Limnonectes grunniens
- Conservation status: Least Concern (IUCN 3.1)

Scientific classification
- Kingdom: Animalia
- Phylum: Chordata
- Class: Amphibia
- Order: Anura
- Family: Dicroglossidae
- Genus: Limnonectes
- Species: L. grunniens
- Binomial name: Limnonectes grunniens (Latreille, 1801)
- Synonyms: Rana grunniens Latreille in Sonnini de Manoncourt & Latreille, 1801 Rana subsaltans Gravenhorst, 1829 Rana hydromedusa Tschudi, 1838

= Limnonectes grunniens =

- Authority: (Latreille, 1801)
- Conservation status: LC
- Synonyms: Rana grunniens Latreille in Sonnini de Manoncourt & Latreille, 1801, Rana subsaltans Gravenhorst, 1829, Rana hydromedusa Tschudi, 1838

Species of amphibian

Limnonectes grunniens (common name: Amboina wart frog) is a species of frog in the family Dicroglossidae. It is found in Sulawesi, Molucca Islands, and New Guinea (Indonesia and Papua New Guinea).
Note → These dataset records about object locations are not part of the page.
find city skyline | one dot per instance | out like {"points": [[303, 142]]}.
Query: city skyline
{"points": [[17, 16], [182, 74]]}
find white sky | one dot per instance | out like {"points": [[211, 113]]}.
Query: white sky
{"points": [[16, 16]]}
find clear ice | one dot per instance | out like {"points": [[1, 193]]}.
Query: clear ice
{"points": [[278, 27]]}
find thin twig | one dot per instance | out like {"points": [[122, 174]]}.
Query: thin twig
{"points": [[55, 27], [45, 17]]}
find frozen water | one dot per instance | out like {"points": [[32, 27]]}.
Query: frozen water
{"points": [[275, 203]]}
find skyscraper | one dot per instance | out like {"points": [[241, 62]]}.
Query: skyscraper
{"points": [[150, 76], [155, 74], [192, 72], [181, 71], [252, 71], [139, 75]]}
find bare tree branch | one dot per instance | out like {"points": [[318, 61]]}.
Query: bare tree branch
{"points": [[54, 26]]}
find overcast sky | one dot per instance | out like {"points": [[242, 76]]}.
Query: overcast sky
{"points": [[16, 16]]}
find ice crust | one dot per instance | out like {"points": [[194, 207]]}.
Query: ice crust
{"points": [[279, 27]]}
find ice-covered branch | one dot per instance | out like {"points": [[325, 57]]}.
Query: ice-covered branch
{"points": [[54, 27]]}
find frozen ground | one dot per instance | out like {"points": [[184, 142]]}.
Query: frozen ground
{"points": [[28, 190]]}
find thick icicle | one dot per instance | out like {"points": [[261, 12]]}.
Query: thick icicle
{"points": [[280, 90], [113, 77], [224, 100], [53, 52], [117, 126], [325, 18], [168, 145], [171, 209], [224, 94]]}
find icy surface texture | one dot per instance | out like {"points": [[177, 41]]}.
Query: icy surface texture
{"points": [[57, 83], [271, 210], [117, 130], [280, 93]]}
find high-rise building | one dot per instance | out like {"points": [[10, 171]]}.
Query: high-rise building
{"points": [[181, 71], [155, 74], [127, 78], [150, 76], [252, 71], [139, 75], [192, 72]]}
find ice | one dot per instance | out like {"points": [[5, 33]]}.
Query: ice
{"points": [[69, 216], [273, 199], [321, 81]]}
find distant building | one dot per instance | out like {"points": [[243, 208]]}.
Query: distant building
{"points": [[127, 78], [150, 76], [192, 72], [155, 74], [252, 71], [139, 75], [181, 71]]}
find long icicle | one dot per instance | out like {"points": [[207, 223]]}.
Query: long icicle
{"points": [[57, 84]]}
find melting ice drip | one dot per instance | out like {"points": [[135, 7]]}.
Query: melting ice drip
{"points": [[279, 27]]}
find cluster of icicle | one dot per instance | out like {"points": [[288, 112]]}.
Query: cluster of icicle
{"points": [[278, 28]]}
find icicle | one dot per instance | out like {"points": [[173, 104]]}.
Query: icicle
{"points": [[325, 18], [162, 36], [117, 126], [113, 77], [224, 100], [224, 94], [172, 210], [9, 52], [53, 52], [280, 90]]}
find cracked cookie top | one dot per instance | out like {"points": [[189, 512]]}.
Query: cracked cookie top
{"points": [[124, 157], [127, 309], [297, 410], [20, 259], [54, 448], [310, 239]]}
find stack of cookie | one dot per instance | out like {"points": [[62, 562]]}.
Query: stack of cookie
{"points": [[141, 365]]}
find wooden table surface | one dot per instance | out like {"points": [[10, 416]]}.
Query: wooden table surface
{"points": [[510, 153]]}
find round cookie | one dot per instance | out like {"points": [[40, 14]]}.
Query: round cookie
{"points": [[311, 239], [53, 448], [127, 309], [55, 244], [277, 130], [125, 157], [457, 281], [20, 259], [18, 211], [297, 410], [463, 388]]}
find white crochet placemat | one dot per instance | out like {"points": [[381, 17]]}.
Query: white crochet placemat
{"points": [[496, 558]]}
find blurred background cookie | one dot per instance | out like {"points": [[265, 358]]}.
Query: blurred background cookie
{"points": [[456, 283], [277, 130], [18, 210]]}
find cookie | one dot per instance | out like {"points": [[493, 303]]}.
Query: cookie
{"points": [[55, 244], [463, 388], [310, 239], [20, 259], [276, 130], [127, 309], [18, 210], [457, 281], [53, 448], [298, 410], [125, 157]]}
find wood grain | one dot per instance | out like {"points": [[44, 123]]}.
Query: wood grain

Frogs from Sulawesi may represent a different, undescribed species.

Limnonectes grunniens is a semi-aquatic frog living and breeding near and in streams, swamps, and pools in tropical rainforest. It can also be found in rural gardens and degraded forests. It is collected for human consumption, which may locally threaten it.